A Soviet Submarine that was sunk during the Second World War has been found off the coast of Sweden. Swedish Armed Forces (Försvarsmakten) announced the vessel had been discovered near the island of Öland in the Baltic Sea, an area which Nazi Germany's infamous navy the Kriegsmarine heavily mined during the war.
The vessel is believed to be the S-6 Soviet submarine that sunk in Swedish waters in September 1941, was first discovered by civilian divers this summer. Since then the Swedish salvage ship HMS Belos has located and photographed the wreckage, which displays Russian text as well as the Soviet symbol the hammer and sickle.
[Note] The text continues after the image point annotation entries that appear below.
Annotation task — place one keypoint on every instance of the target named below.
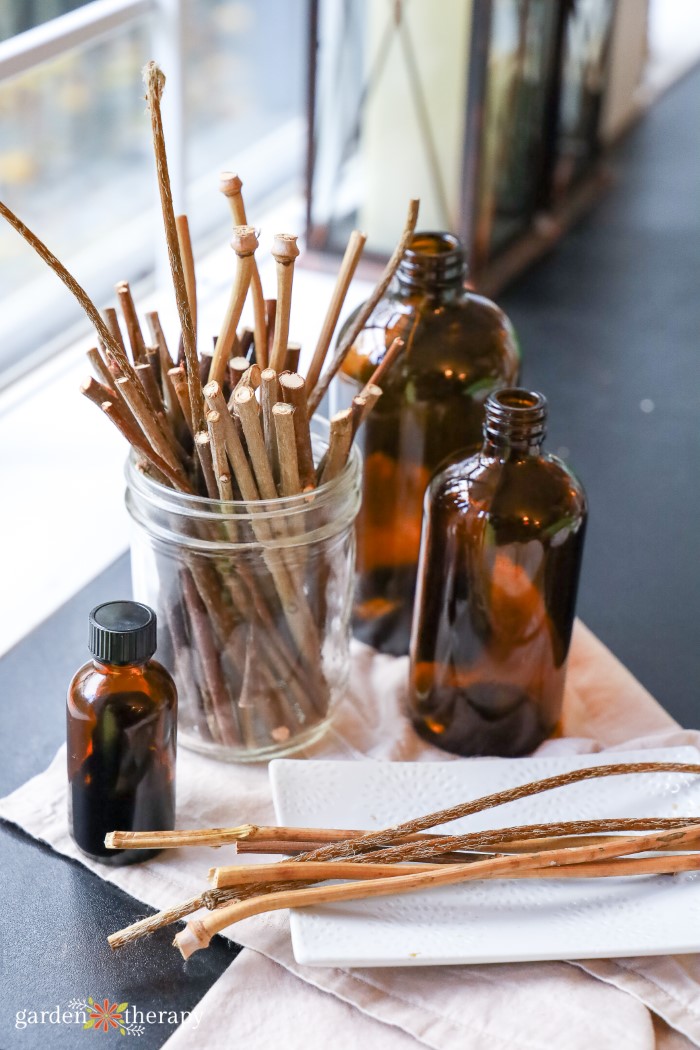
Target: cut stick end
(191, 939)
(154, 80)
(230, 184)
(244, 239)
(284, 247)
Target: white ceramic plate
(506, 921)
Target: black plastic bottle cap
(123, 632)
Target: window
(76, 156)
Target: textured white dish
(505, 921)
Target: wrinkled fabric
(266, 996)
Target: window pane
(76, 165)
(17, 16)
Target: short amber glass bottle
(122, 716)
(460, 347)
(501, 553)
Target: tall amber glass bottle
(121, 719)
(501, 554)
(460, 347)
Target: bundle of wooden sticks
(404, 858)
(234, 425)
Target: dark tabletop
(610, 326)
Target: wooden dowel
(177, 379)
(271, 314)
(284, 252)
(198, 932)
(244, 243)
(132, 394)
(220, 461)
(237, 369)
(248, 412)
(339, 445)
(387, 360)
(347, 268)
(270, 396)
(363, 403)
(154, 81)
(234, 447)
(231, 187)
(111, 320)
(287, 449)
(292, 358)
(294, 392)
(147, 378)
(185, 242)
(203, 445)
(316, 396)
(244, 875)
(131, 320)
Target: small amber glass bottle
(122, 717)
(459, 347)
(501, 553)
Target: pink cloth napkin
(266, 999)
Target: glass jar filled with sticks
(244, 503)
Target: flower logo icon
(106, 1016)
A statement on the Swedish military website says, "In the autumn of 1941 several Russian submarines left their home bases to patrol the Baltic Sea. Several of them never returned. One of them has now been found, blown up into large pieces, southeast of Öland".
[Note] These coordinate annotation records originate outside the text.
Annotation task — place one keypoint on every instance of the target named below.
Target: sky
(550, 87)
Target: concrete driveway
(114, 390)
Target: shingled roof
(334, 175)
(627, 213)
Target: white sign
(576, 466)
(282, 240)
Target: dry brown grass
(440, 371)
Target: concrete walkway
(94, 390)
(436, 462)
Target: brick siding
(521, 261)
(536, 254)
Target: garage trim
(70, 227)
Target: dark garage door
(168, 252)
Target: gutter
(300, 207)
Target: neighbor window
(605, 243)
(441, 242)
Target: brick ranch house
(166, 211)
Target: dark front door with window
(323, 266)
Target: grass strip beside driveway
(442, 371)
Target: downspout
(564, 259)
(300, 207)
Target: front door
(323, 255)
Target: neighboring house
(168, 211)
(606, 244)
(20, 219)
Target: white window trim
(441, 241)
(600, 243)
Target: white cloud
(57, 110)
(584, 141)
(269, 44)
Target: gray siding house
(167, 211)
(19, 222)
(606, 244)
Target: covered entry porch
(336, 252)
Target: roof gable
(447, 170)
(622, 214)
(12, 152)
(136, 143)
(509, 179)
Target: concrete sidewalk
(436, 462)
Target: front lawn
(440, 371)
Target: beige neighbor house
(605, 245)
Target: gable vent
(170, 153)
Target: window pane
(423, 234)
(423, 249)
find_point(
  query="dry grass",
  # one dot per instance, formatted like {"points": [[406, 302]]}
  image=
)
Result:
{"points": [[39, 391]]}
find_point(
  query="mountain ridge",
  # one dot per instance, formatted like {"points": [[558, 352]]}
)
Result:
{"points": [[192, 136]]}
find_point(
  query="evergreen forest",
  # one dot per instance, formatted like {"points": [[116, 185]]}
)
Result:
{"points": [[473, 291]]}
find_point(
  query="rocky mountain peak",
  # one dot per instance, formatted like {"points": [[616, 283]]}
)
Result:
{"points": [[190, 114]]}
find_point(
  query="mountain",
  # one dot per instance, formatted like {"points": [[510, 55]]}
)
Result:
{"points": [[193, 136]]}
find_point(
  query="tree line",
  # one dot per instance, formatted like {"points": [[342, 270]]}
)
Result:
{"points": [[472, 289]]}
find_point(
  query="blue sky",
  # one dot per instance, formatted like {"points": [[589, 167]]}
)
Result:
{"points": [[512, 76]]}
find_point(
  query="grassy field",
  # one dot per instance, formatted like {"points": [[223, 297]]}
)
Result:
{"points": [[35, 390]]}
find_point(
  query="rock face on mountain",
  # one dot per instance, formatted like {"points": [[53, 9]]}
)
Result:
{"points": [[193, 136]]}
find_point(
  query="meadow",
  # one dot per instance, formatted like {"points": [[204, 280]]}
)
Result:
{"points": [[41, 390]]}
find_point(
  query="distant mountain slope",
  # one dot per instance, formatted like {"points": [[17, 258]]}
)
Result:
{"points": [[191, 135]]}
The military has also posted a video online of the wreckage on the sea bed, showing that the bow and the stern of the submarine had been separated by about 20 metres in the explosion.
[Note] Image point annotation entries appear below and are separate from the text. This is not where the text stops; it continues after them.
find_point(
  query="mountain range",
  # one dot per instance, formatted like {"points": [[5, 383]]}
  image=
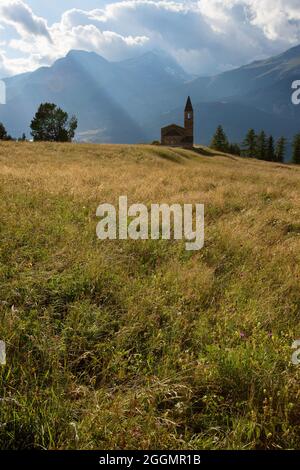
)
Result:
{"points": [[128, 101]]}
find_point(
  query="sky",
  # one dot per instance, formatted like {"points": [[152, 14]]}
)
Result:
{"points": [[205, 36]]}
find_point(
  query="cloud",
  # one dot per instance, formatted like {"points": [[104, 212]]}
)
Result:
{"points": [[205, 36], [18, 14]]}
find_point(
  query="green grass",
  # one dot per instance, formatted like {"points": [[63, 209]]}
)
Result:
{"points": [[126, 344]]}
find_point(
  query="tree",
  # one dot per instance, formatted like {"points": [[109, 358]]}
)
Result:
{"points": [[261, 149], [219, 141], [52, 124], [280, 150], [296, 149], [3, 133], [250, 144], [270, 156]]}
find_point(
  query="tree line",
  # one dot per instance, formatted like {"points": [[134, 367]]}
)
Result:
{"points": [[50, 124], [260, 146]]}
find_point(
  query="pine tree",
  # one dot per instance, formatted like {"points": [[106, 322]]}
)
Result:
{"points": [[280, 150], [250, 144], [270, 156], [296, 149], [219, 141], [261, 152]]}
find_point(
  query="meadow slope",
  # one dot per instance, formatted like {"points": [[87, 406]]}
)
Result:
{"points": [[141, 344]]}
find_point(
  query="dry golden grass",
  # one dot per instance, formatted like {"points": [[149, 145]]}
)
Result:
{"points": [[142, 344]]}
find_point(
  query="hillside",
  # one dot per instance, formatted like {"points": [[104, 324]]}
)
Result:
{"points": [[127, 101], [141, 344]]}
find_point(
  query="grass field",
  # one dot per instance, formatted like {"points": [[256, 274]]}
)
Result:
{"points": [[141, 344]]}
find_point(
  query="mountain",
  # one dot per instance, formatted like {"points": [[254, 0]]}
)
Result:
{"points": [[128, 101], [110, 99]]}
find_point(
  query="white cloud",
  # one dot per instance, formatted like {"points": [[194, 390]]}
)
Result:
{"points": [[18, 14], [205, 36]]}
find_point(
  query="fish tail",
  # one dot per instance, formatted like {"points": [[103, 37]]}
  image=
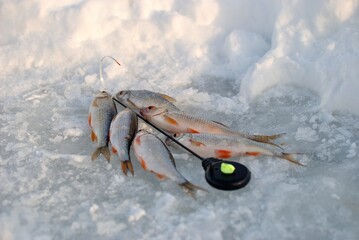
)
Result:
{"points": [[289, 157], [127, 167], [101, 150], [191, 189]]}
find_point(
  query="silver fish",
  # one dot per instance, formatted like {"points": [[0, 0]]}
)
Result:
{"points": [[224, 146], [100, 115], [155, 157], [122, 131], [181, 122], [137, 99]]}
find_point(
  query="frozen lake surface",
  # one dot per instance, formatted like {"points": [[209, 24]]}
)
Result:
{"points": [[258, 66]]}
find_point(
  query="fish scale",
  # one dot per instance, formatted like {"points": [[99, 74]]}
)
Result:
{"points": [[144, 98], [224, 146], [182, 122], [101, 113], [122, 131], [155, 157]]}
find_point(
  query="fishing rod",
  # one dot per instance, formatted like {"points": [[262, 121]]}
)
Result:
{"points": [[220, 174]]}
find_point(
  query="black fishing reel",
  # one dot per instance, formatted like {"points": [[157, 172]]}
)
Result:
{"points": [[225, 175]]}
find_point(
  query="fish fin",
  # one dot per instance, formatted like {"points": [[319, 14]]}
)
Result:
{"points": [[160, 176], [266, 138], [222, 153], [198, 144], [143, 163], [289, 157], [93, 136], [191, 189], [170, 120], [191, 130], [101, 150], [126, 167], [254, 154], [168, 98], [138, 140], [220, 124], [89, 119], [114, 150], [94, 103]]}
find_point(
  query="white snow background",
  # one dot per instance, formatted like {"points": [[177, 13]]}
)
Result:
{"points": [[256, 65]]}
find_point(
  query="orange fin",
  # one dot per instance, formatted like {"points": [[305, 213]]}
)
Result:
{"points": [[223, 153], [191, 130], [93, 136], [170, 120], [89, 120], [253, 153], [191, 189], [198, 144], [114, 150]]}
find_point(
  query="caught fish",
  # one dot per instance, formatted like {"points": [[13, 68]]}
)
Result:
{"points": [[155, 157], [181, 122], [137, 99], [100, 115], [224, 146], [122, 131]]}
Commander Christian Allerman of the Swedish Navy speculated as to how the submarine blew up. "Boats at the time often sailed on the surface in order to quickly flee and/or to recharge their batteries," he noted.
Russian authorities have been contacted in order for relatives and the Russian navy to conduct a memorial ceremony at the site.
This is not the first time Soviet submarines, unofficially nicknamed 'Stalinets', have been found in Scandinavia. In June 2009 divers found the wreck of the S-2 Soviet submarine sunk by German mines in January 1940 with some 50 crew members on board, in the waters between Sweden and Finland.